I cancelled my own 18th birthday party so I can beat Mike Tyson’s record and become youngest ever heavyweight champ
The wonderboy cancelled his own 18th birthday on Thursday to get a headstart on topping the Baddest Man on the Planet and becoming history’s youngest heavyweight world champion.
The prodigious heavyweight - a three-time European and now World youth champion - chose instead to train alongside light-heavyweight brother Karol, 22.
So SunSport and Francis Warren of Champion Sports Management, who guide the pair, visited with balloons and bunting.
The giant southpaw groaned as he entered trainer Dan Woledge’s Ropes and Glory Chatham gym to the fanfare, where he wants to be far more focused on breaking Mike Tyson’s record of 20 years, four months and 22 days.
But he warmed up when that milestone was mentioned, he told us: “Me and my brother have talked about me breaking that record and just looking at the dates and the maths, it is very doable.
“Karol told me ‘if anyone can do it then you can’ and I believe I can do it.
“The current world champions now are in their thirties and the ones that are coming up, supposedly to replace them, I reckon I can do all of them.”
Tyson Fury, 34, holds the WBC crown and is expected to share an undisputed decider with WBA, IBF and WBO king Oleksandr Usyk, who turns 36 on January 17 in the spring.
Mandatory challengers, former champions and established contenders like Joe Joyce, Daniel Dubois, Filip Hrgovic, Anthony Joshua, Deontay Wilder and Andy Ruiz will then fight for the titles.
So Itauma, raised in Kent by his Slovakian mum and Nigerian dad, knows exactly the time frame he has to shatter one of Tyson’s most incredible feats.

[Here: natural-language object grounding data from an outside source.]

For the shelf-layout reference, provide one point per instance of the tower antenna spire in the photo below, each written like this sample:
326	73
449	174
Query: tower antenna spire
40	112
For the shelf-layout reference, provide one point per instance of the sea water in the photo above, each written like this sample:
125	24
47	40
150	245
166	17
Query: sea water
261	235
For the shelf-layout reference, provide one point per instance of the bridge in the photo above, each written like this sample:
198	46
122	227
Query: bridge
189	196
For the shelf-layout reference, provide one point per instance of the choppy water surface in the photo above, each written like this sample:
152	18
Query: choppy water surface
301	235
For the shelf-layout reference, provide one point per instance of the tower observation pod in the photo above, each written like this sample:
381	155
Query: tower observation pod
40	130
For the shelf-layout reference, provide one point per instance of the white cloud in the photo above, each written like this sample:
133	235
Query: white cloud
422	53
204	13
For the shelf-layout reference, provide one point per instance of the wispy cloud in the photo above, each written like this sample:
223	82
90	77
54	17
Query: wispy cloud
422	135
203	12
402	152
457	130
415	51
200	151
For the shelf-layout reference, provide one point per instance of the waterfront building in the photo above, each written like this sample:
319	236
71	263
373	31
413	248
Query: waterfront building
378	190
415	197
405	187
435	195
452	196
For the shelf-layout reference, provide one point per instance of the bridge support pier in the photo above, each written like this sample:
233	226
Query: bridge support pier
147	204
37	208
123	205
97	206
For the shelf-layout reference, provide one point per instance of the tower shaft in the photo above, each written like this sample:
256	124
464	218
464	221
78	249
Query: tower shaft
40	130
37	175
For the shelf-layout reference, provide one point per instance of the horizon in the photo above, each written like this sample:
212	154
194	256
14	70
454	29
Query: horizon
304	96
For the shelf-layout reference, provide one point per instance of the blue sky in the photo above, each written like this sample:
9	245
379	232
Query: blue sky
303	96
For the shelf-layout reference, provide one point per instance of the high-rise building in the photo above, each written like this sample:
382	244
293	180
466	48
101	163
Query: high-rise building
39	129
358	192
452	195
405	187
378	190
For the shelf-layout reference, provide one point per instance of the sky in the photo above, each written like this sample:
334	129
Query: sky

Already showing plenty of boxing maturity, he said: “It’s not easy to get a world title shot, I can only get in there and fight, so I will not get angry at the things I cannot control.
“20th May, 2025 is the day to do it by and it sounds miles away but it will come around quickly.

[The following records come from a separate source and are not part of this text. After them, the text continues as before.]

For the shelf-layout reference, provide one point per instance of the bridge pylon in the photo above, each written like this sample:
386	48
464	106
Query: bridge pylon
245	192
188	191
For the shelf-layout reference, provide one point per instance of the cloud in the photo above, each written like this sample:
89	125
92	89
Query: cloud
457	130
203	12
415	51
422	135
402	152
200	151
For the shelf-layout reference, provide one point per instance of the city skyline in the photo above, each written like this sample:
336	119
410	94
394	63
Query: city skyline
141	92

“Physically I am still a boy compared to the lot ahead of me so I am working on growing into being a man. I think I will be alright.”
A cruel childhood and the genius of trainer Cus D’Amato turned Mike Tyson from bullied Brooklyn pigeon fancier to undisputed icon and multi-millionaire before he could ever understand it.
Moses is carved out of a different sized stone but has also sacrificed his childhood to become a boxing behemoth.
“I never really celebrated a birthday since I was about 15,” he said with a baritone voice Barry White would have been proud of.
“I was a very big kid, by 14 I was probably about 6ft 4in tall and 17st. I have always felt like an adult since then.
“I haven’t grown too much physically but now I feel like I am maturing, mentality, into being a man.”
Despite his freakish frame, Moses hated bullying and was often the last line of defence at school.
“I was the justice system,” he said. “There were times when I had to bully the bullies because I hated seeing that stuff. I never liked seeing anyone being picked on.”
Big brother Karol led his sibling into their childhood St Mary’s ABC gym when he was 14 and Moses was nine.
At 9-0 in the pro ranks and a veteran of heavyweight undercards featuring the likes of Dubois and Joyce, he might be concerned about his not-so-little bro.
“I haven’t had to protect him since he was about 13,” he laughed.
“There’s no trepidation from me, even as his big brother.
“If anyone is going to beat Mike Tyson’s record it is going to be my brother.
“I know how he ticks inside and at times it is crazy to be a part of it and to witness it unfold.